#30199 closed Cleanup/optimization (fixed)
get_or_create documentation encourages unsafe usage
Reported by: | Alex | Owned by: | Alex |
---|---|---|---|
Component: | Documentation | Version: | dev |
Severity: | Normal | Keywords: | |
Cc: | Triage Stage: | Ready for checkin | |
Has patch: | yes | Needs documentation: | no |
Needs tests: | no | Patch needs improvement: | no |
Easy pickings: | no | UI/UX: | no |
Description
The documentation for QuerySet.get_or_create() (https://docs.djangoproject.com/en/2.1/ref/models/querysets/#get-or-create) buries the following caveat in an unhighlighted paragraph of text more than a page in:
This method is atomic assuming correct usage, correct database configuration, and correct behavior of the underlying database. However, if uniqueness is not enforced at the database level for the kwargs used in a get_or_create call (see unique or unique_together), this method is prone to a race-condition which can result in multiple rows with the same parameters being inserted simultaneously.
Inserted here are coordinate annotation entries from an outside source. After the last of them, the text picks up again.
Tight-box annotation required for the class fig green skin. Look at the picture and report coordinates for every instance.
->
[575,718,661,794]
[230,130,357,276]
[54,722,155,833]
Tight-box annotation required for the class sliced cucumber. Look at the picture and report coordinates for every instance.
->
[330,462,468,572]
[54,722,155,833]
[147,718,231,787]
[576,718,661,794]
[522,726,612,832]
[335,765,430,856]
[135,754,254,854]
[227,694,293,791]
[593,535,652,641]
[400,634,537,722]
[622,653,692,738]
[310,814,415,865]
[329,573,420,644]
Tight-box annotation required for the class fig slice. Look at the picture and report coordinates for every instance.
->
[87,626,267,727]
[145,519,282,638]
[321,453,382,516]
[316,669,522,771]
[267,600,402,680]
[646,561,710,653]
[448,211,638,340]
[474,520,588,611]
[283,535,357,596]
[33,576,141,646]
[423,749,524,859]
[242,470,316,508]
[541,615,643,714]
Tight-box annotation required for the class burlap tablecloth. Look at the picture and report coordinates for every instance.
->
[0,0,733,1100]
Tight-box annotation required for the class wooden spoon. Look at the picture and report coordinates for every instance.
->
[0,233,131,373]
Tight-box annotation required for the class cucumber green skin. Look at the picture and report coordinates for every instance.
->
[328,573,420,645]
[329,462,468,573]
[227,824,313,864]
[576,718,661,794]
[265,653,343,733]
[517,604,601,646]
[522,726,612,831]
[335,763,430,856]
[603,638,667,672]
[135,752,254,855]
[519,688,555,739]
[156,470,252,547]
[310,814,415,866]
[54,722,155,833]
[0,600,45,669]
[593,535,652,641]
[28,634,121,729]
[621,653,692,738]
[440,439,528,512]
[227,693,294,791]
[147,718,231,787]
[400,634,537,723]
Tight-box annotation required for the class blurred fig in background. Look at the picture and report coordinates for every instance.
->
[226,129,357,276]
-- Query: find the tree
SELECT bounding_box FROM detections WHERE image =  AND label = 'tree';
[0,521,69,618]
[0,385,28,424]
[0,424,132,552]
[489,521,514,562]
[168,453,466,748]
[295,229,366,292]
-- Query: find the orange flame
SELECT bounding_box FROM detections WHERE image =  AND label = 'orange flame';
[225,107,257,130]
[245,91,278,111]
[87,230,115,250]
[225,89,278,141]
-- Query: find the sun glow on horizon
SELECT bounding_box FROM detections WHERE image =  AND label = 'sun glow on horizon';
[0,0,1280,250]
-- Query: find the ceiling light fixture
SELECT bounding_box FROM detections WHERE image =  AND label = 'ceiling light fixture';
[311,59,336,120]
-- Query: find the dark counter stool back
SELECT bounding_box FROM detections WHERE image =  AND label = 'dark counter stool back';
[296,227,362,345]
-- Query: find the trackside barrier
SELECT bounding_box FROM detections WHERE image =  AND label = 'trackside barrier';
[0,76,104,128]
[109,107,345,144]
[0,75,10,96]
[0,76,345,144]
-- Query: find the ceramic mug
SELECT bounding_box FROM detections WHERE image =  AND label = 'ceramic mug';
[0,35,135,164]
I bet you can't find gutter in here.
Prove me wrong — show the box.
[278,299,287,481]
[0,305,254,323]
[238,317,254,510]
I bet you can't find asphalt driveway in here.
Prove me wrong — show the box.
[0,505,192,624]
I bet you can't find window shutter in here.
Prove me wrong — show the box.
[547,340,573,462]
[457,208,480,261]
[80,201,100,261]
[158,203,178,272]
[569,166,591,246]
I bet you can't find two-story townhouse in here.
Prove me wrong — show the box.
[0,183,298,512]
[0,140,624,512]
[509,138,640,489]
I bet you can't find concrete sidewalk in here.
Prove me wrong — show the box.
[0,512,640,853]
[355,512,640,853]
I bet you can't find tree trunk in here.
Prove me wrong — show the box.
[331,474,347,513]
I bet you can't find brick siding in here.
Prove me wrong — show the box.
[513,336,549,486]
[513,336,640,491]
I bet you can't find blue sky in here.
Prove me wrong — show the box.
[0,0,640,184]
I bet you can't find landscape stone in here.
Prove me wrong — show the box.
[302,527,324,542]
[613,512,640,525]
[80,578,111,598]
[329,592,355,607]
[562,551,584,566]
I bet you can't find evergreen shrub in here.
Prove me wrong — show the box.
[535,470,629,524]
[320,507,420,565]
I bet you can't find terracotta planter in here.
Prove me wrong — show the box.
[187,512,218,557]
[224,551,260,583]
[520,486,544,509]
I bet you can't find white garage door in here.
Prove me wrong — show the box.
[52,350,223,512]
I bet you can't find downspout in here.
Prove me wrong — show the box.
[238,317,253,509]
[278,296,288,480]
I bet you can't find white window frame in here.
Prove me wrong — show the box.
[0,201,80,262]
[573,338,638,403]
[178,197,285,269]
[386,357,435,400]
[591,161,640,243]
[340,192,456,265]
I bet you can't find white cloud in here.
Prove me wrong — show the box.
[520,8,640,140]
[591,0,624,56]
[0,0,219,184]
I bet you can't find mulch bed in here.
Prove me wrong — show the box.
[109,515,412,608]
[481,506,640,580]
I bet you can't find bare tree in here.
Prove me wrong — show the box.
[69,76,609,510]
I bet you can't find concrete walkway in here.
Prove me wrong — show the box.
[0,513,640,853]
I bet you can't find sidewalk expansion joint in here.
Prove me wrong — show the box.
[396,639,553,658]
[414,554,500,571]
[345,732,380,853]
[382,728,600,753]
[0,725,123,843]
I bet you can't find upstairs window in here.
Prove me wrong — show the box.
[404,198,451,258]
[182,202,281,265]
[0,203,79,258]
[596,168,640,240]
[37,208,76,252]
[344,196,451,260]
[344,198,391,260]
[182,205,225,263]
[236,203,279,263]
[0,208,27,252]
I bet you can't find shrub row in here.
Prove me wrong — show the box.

In practice I have seen get_or_create() used with non-unique kwargs many times, so this caveat should come sooner in the documentation and be inside a "Warning" box.
The next paragraph of the documentation says:
If you are using MySQL, be sure to use the READ COMMITTED isolation level rather than REPEATABLE READ (the default), otherwise you may see cases where get_or_create will raise an IntegrityError but the object won’t appear in a subsequent get() call.
This is dangerous and generally bad advice. By lowering the isolation level, you are trading off the occasional DoesNotExist during concurrent writes for subtle data integrity bugs, which is rarely an improvement. The trade-off should be presented but READ COMMITTED should not be recommended.
Change History (8)
comment:1 by , 6 years ago
Easy pickings: | unset |
---|---|
Triage Stage: | Unreviewed → Accepted |
Type: | Uncategorized → Cleanup/optimization |
Version: | 2.1 → master |
comment:2 by , 6 years ago
Owner: | changed from | to
---|---|
Status: | new → assigned |
Thanks for the quick triage! I will try to add a patch today.
comment:4 by , 6 years ago
Since #27683 (Django 2.0), Django defaults to read committed and the documentation says, "Django works best with and defaults to read committed rather than MySQL’s default, repeatable read. Data loss is possible with repeatable read." The note about "REPEATABLE READ (the default)" in QuerySet.get_or_create()
is therefore incorrect and perhaps obsolete.
comment:5 by , 6 years ago
Patch needs improvement: | set |
---|
As per comment on PR there's Tim's point to be addressed, and I think probably a move of this discussion to docs/ref/databases.txt
where the MySQL isolation level is discussed, since Django's default behaviour is by-and-large correct since 924af638e4d4fb8eb46a19ac0cafcb2e83480cf3, which was part of #27683.
comment:6 by , 5 years ago
Patch needs improvement: | unset |
---|---|
Triage Stage: | Accepted → Ready for checkin |
Adam approved the PR, so marking RFC for final review.
Hi Alex,
Thanks for the report. I'll accept this thinking that you're prepared to prepare a patch, and that, with that in place, we can ask the DB experts to give their opinion on review.
I've unchecked Easy Pickings, since even if the change itself is easy enough, the topic is not. 🙂